Originally from Yucatan, you use with roasted pumpkin seeds, tomatoes and Habanero chillies to make Sikil -tomato- Pak -pumpkin seed-. This is -let’s call it like this- a primitive Sikil Pak, the primary stuff Mayas of Yucatan used to eat prior the arrival of the Spaniards. Ha’ Sikil P’ak, is the name, with Ha’ standing for “water”, as it was used to lose the dip. 

However, this is not the Sikil Pak you would enjoy if you ever visit that part of Mexico. The actual Sikil Pak is made with the ingredients mentioned above plus some classics in the Mexican cuisine: orange and lime juices, and coriander. But, as you know, there always are multiple versions of a dish; and some people add onion, garlic and olive oil to this dip for extra taste. 

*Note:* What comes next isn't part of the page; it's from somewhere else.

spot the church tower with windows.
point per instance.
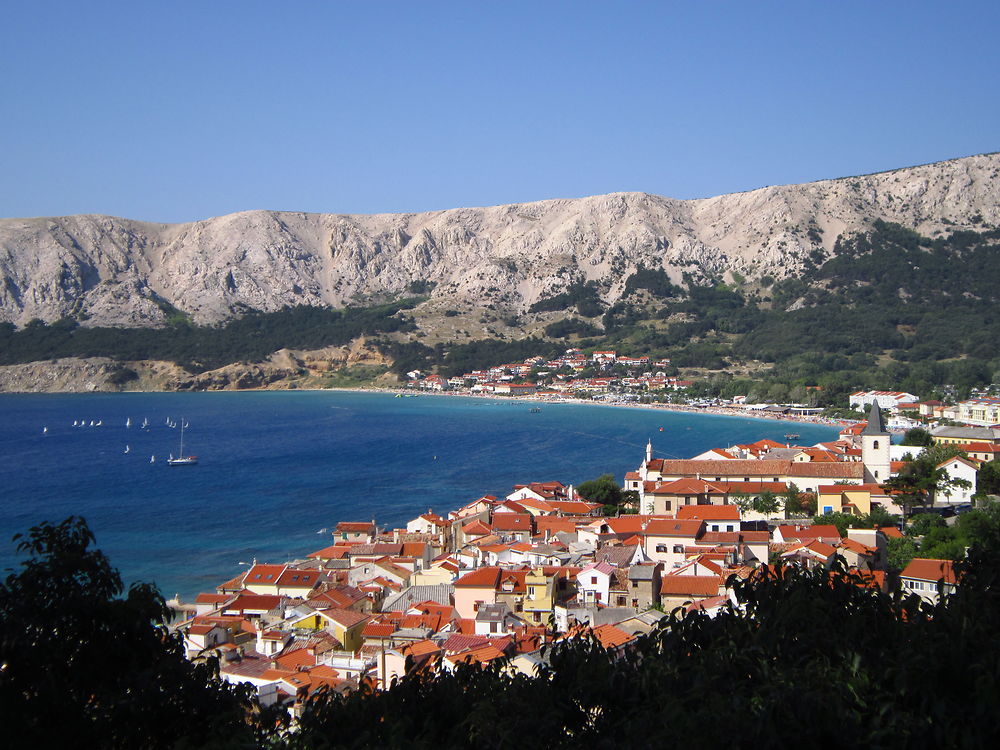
(875, 442)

For this recipe, we are making the more modern version. It is an absolute winner as you will see. 

Sikil Pak

How to make Sikil Pak

INGREDIENTS

  • 170 gr peeled raw pumpkin seed
  • 2 plum tomatoes
  • ½ medium white onion
  • 1 garlic clove
  • ½ habanero or scotch bonnet chilli
  • ½ cup freshly squeezed orange juice
  • ½ lime squeezed
  • Extra Virgin Olive Oil, to taste
  • Salt & black pepper to taste
  • Chopped coriander, to garnish

PREPARATION

  • Dry roast the pumpkin seeds in a frying pan on medium-high temperature until they get some nice brown colour. Be careful to not burn them. Leave them to cool down and transfer them to a food processor or blender. 
  • Char the tomatoes, onion, chilli and garlic on a dry frying pan, but not too much. Add them to the pumpkin seeds. 
  • Add the orange and lime juices, the olive oil and blend or process everything until you get a smooth paste, scraping the sides with a spatula. Add some more juice, oil or a splash of water, to your taste, if the Sikil Pak is too thick. 
  • Add salt and pepper to taste and transfer to a bowl. Garnish with some chopped coriander and crumble feta or fresh cheese. Serve with totopos or tortilla chips. 
  • You can keep it in the fridge for 5 days.